Part B: “Concurrent with the HHA telehealth announcement, the OIG also announced the addition of another telehealth-related audit and evaluation project to be added to the current OIG Work Plan,” note attorneys Matthew Shatzkes and John Tilton with law firm Sheppard, Mullin, Richter & Hampton LLP in online legal analysis.

The feds also plan to audit Part B telehealth services utilized during the COVID-19 PHE, notes a separate Work Plan announcement. Due to its importance during the pandemic, the watchdog agency intends to “conduct a series of audits” through a two-phase approach, the OIG brief indicates.

The first audit phase will investigate whether Medicare telehealth requirements were followed for E/M visits, “opioid use order, end-stage renal disease, and psychotherapy,” OIG explains. “Phase two audits will include additional audits of Medicare Part B telehealth services related to distant and originating site locations, virtual check-in services, electronic visits, remote patient monitoring, use of telehealth technology, and annual wellness visits to determine whether Medicare requirements are met,” the Active Item materials add.

Bottom line: “There are still plenty of options and solutions available to Medicare providers that wish to safeguard themselves against the potential downside of future telehealth audit and oversight activity by the OIG,” say Shatzkes and Tilton. “A robust regulatory compliance program that includes telehealth as an audit priority is one such option,” they add.

Resource: See the Work Plan and other recently added Action Items at https://oig.hhs.gov/reports-and-publications/workplan/active-item-table.asp.

Bank on PHE to Last All Year

If you’re worried that the flexibilities associated with the COVID-19 public health emergency (PHE) will be going away soon, think again.
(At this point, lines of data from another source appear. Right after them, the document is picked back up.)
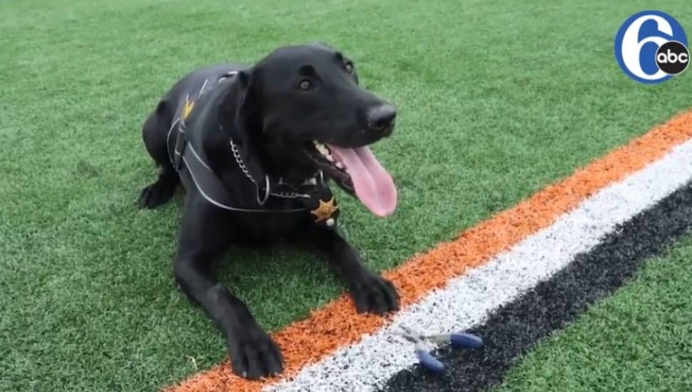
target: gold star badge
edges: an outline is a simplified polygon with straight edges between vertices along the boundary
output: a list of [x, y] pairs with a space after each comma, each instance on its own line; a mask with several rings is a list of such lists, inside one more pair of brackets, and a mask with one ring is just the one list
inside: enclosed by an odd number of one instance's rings
[[320, 222], [328, 219], [338, 209], [339, 206], [334, 205], [334, 197], [332, 197], [327, 202], [320, 200], [320, 207], [310, 211], [310, 213], [315, 215], [315, 222]]
[[185, 99], [185, 106], [183, 107], [183, 120], [188, 119], [188, 116], [192, 113], [192, 108], [194, 107], [194, 100], [188, 100], [187, 98]]

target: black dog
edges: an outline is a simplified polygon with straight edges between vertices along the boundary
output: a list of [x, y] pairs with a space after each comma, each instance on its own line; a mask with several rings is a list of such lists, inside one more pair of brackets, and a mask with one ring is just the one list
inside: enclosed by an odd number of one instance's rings
[[366, 269], [336, 230], [332, 179], [378, 216], [397, 190], [367, 147], [392, 133], [394, 108], [358, 86], [353, 63], [322, 44], [279, 48], [254, 66], [205, 68], [178, 81], [143, 125], [161, 167], [139, 203], [168, 201], [182, 180], [175, 279], [225, 334], [233, 371], [283, 369], [281, 353], [247, 306], [215, 278], [230, 245], [279, 239], [324, 257], [359, 312], [399, 307], [394, 286]]

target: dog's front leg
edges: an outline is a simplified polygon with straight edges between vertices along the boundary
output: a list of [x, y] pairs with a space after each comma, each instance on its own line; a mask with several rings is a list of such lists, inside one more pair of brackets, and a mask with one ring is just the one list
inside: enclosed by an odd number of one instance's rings
[[214, 276], [212, 259], [229, 244], [232, 235], [211, 206], [187, 203], [178, 239], [175, 280], [224, 332], [233, 372], [258, 378], [280, 373], [281, 351], [258, 325], [247, 305], [222, 286]]
[[339, 233], [310, 227], [296, 239], [326, 259], [344, 279], [359, 313], [377, 314], [399, 309], [399, 295], [392, 282], [363, 265], [357, 250]]

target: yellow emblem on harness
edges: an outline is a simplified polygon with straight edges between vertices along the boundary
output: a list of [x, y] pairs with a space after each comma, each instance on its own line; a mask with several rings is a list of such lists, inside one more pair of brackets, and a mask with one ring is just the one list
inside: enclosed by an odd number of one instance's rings
[[327, 202], [320, 200], [320, 207], [310, 211], [310, 213], [315, 215], [315, 222], [320, 222], [328, 219], [338, 209], [339, 206], [334, 205], [334, 197], [332, 197]]
[[187, 120], [188, 116], [192, 113], [192, 108], [195, 107], [194, 100], [188, 100], [185, 98], [185, 106], [183, 107], [183, 120]]

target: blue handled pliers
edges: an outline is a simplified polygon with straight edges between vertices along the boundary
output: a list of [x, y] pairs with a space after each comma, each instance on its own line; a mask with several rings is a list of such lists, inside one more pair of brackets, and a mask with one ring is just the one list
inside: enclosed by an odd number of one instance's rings
[[398, 334], [416, 344], [414, 351], [421, 366], [435, 373], [439, 373], [444, 370], [444, 365], [430, 354], [430, 349], [427, 344], [427, 341], [432, 342], [438, 346], [449, 344], [454, 349], [462, 347], [478, 349], [483, 346], [483, 339], [480, 336], [472, 334], [452, 332], [452, 334], [422, 335], [405, 326], [402, 326], [402, 329], [404, 330], [404, 332], [400, 332]]

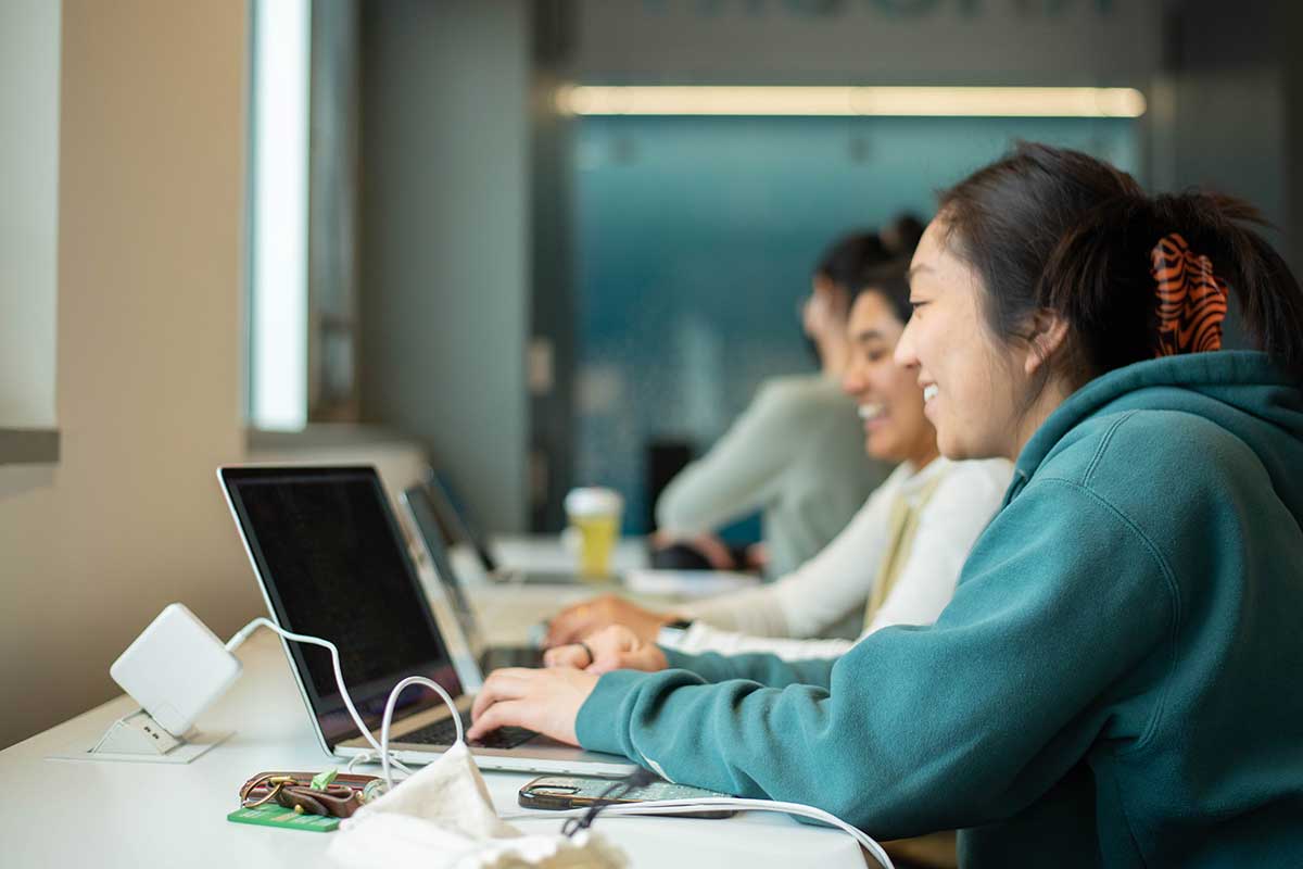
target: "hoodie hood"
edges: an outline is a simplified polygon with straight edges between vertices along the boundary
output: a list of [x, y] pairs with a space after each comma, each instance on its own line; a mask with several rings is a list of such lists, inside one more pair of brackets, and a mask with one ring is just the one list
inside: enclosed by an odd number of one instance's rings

The PHE is expected to extend through 2021, according to a new Department of Health and Human Services (HHS) letter to state governors.

Backtrack: Before resigning last month, outgoing HHS Secretary Alex Azar extended the PHE for a fourth time for another 90 days, effective Jan. 21. Azar previously extended the PHE in April, July, and October.

Now: With the pandemic not going away any time soon, the Biden Administration anticipates waivers and regulatory relief to last all year. “To assure you of our commitment to the ongoing response, we have determined that the PHE will likely remain in place for the entirety of 2021,” HHS Acting Secretary Norris Cochran said in the Jan. 22 letter. “When a decision is made to terminate the declaration or let it expire, HHS will provide states with 60 days’ notice prior to termination.”

The letter specifically mentions telemedicine as a tool to increase access to healthcare during a PHE. “Predictability and stability are important given the foundation and flexibilities … that are tied to the designation of the PHE,” Cochran maintains.